After drying for a while, this stuff should peel off easily. A chisel works best but you can probably get by with a screwdriver.

This part may involve lots of bugs evacuating your progress. Beetles, termites, and many others were hiding under the layer of bark. The termites left a neat network of dirt-filled trails which were later scraped out with a screwdriver.

Flaten the ends

This is the labour intensive phase since one side was 7 cm higher than the other. The planar did its job but very slowly, less than a millimeter at a time. Reverting to a chainsaw might have saved a few evenings of grinding and spared almost a cuibc meter of sawdust and shavings.

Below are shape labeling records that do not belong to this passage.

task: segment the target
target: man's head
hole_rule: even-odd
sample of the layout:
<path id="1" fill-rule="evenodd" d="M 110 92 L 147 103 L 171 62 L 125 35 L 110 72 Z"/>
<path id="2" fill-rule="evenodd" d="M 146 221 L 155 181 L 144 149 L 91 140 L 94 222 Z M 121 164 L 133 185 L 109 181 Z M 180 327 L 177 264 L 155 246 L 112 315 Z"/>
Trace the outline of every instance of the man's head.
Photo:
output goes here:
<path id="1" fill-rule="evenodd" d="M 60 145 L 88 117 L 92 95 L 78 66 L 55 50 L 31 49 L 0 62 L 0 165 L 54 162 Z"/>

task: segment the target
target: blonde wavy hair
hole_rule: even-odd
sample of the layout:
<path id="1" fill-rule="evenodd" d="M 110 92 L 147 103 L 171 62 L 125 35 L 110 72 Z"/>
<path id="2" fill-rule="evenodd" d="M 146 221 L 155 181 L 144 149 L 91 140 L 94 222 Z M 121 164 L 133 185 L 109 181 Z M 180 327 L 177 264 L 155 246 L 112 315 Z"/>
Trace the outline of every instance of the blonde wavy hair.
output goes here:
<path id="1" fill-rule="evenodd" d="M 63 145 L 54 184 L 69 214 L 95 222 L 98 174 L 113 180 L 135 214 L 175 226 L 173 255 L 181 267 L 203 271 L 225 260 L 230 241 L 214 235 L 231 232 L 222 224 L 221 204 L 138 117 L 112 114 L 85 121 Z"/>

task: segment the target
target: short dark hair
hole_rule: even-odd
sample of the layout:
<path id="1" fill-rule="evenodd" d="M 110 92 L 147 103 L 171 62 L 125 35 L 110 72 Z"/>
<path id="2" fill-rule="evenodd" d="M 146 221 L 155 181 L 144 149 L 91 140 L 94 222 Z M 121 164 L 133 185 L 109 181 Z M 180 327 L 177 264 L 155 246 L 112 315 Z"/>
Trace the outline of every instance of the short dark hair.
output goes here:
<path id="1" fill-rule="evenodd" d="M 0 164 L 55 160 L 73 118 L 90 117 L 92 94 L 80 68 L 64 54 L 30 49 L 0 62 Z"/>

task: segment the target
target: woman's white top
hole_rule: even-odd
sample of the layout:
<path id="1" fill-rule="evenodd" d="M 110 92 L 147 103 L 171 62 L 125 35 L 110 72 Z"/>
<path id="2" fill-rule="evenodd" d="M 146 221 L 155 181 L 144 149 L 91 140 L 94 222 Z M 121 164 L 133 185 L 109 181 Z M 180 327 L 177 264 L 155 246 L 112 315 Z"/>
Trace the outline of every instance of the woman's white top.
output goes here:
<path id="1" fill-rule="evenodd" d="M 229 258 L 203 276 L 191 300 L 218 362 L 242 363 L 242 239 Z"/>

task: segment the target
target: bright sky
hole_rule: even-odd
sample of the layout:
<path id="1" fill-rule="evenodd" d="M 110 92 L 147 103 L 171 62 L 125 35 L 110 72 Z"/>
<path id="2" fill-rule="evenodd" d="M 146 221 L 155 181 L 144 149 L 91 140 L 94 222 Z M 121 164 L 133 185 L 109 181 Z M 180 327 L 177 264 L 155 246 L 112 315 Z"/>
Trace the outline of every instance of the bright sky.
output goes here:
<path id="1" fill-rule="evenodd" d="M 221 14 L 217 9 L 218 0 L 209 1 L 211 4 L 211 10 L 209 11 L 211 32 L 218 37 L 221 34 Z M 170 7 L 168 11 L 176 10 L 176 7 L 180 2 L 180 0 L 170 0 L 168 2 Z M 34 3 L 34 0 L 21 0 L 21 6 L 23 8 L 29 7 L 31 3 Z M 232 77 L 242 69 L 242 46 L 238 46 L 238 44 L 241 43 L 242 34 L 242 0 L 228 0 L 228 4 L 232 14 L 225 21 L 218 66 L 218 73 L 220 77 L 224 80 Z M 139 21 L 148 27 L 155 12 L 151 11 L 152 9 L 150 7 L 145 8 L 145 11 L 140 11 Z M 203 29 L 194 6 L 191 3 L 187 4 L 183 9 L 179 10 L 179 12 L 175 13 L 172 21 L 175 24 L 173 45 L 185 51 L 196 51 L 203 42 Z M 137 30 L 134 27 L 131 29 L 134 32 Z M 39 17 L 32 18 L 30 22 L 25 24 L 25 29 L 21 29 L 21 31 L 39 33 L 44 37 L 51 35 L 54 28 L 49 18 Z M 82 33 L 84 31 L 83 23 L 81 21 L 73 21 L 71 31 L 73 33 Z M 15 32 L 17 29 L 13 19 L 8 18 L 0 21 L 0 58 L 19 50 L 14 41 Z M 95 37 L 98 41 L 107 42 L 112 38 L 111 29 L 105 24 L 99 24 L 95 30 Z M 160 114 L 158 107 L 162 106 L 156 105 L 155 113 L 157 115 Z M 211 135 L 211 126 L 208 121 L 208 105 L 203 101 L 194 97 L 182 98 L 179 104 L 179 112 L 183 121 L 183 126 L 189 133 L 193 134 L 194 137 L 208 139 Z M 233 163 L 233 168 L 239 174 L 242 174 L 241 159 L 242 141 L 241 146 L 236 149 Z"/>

Pile of sawdust with Planar
Log after sanding


Here's where you get to use the belt sander. I used 80 grit and 120 grit belts on the top, bottom, and flat branch on the side. This also made quick work of rounding the edges on the top. To start with I had a lot of 25+ year old belts which quickly came unglued! These were saved for later when I hand sanded the sides and hard to reach areas. The cracks on the top took some work to remove the loose wood, then fold a piece of sandpaper to smooth the edges.

Nail in furniture glides

Coat with Polycrilic

Dust off the log with some compressed air and a damp cloth and it will be time to paint once the moisture evaporates. Several coats are needed and you will need to sand a few times between coats. Sand with the 150 grit at first, since it will be rougher, then move to the 320 grit for the finishing touches.

For the last coat, take special note of any bubbles, imperfections, or drips to sand. Paint with the brush at 90° to the surface of the wood to minimise bubbles.

Finally, if the log is too shiny for your tastes, brush the log lightly with #0000 grade steel wool.